To prevent timeouts from occurring, you can use the fsGroupChangePolicy field of the securityContext to change the way Kubernetes checks and manages ownership and permissions for volumes. For more information, see Configure volume permission and ownership change policy for pods.
This is caused by the BPF NAT table not handling network packets correctly during UDP communication in Calico v3.28.0. When using eBPF, TCP communicates in a connect-time load balancing (CTLB)
method and UDP communicates over a NAT table
managed by BPF. This issue can be resolved by changing UDP communication to CTLB as well.
Connect-time load balancing (CTLB)
is a network load balancing technique in which a backend server is selected in the first packet when a client first connects to a server, and all subsequent traffic is directed to the selected backend server. This ensures session persistence and reduces the overhead of performing load balancing every time.

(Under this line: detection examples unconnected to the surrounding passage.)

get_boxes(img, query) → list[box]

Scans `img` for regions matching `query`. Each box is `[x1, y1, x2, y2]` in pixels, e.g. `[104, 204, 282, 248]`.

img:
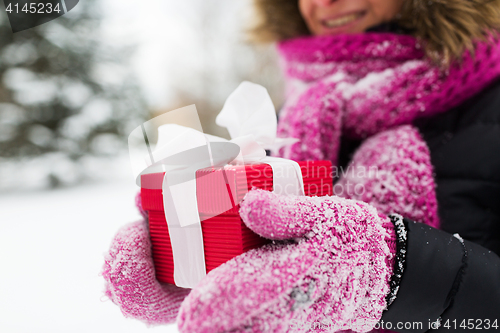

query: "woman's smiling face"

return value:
[299, 0, 408, 35]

You can resolve the issue by changing the UDP CTLB setting in the calico-node daemonset. Below is how to change the setting.

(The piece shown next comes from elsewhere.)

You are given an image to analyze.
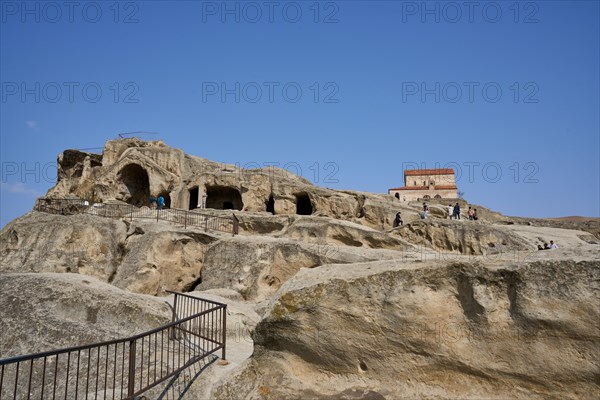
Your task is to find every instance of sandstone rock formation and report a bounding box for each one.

kubectl edit daemonset.apps/calico-node -n kube-system
The following settings need to be added to the spec.template.spec.containers.env entry. When the Pod template is modified, calico-node will resume on a rolling update basis.

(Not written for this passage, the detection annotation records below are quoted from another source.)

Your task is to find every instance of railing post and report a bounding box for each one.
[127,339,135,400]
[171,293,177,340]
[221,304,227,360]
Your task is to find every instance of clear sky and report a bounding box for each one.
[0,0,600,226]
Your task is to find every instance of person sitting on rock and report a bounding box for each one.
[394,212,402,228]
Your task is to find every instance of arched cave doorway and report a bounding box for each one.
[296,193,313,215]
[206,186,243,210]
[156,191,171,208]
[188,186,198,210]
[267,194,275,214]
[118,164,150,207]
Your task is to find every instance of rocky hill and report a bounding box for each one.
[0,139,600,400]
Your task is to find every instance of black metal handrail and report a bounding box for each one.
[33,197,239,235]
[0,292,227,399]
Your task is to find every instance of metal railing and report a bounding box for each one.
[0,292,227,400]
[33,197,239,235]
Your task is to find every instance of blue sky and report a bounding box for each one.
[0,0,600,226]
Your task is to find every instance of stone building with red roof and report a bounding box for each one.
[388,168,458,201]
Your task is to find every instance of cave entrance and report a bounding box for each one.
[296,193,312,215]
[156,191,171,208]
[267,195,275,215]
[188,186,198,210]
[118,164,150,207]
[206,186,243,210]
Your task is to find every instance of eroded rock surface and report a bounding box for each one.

- name: FELIX_BPFCONNECTTIMELOADBALANCING
value: "Enabled"
- name: FELIX_BPFHOSTNETWORKEDNATWITHOUTCTLB
value: "Disabled"
UDP is a connectionless protocol, meaning that server/client communication transfers data without establishing or maintaining a separate session. However, UDP's connect(
) function, like the Golang net.DialUDP(
) function, allows you to associate a UDP socket with a specific address to send and receive data only to the specified address.
With Calico's eBPF, if you deploy a Pod that uses the UD connect()
function in a cluster with connect-time load balancing (CTLB) enabled for UDP, you might experience communication issues when the Pod acting as a server is redeployed. This is because the UDP socket only attempts to send data to the initially connected server address. When a server Pod is redeployed, its IP address or network path might change, and because the UDP connect() socket only sends data to the old server address, communication might fail.
This is a known issue that occurs in CTLB environments due to the way UDP connect() works and the CTLB environment, you should be aware and careful when using UDP's connect() function in a cluster with Calico eBPF and UDP CTLB that you might encounter this communication issue.
When eBPF is enabled, it performs connect-time
load balancing (CTLB)
, which means that when a client tries to connect to a service, it selects a backend pod on the first packet and all subsequent packets are forwarded directly to that backend. Meanwhile, Istio deploys sidecar proxies to organize the service mesh, and the proxies intercept application traffic to act as control and monitoring.
When CTLB is enabled, packets are forwarded directly from the BPF MAP to the destination Pod, and the packets are tampered with in the process. As a result, packets are forwarded directly to the destination Pod, bypassing Istio's proxy. Because of this eBPF networking structure, Istio might not work properly. If you need to manage a cluster with istio, you must consider using a Calico-VXLAN cluster.
This issue is caused by a bug found in calico/kube-controllers in Calico v3.28.0. During a node reduction, if the node on which the calico/kube-controllers pod is deployed is removed, the pod is scheduled and run on a different node. While calico/kube-controllers is being rerun, the node information is out of sync. In this state, if a node with the same name as the node that was removed is added, a network failure can occur.
This issue has been resolved in Calico v3.28.2. To use Calico v3.28.2, you must upgrade your Kubernetes version or recreate your cluster.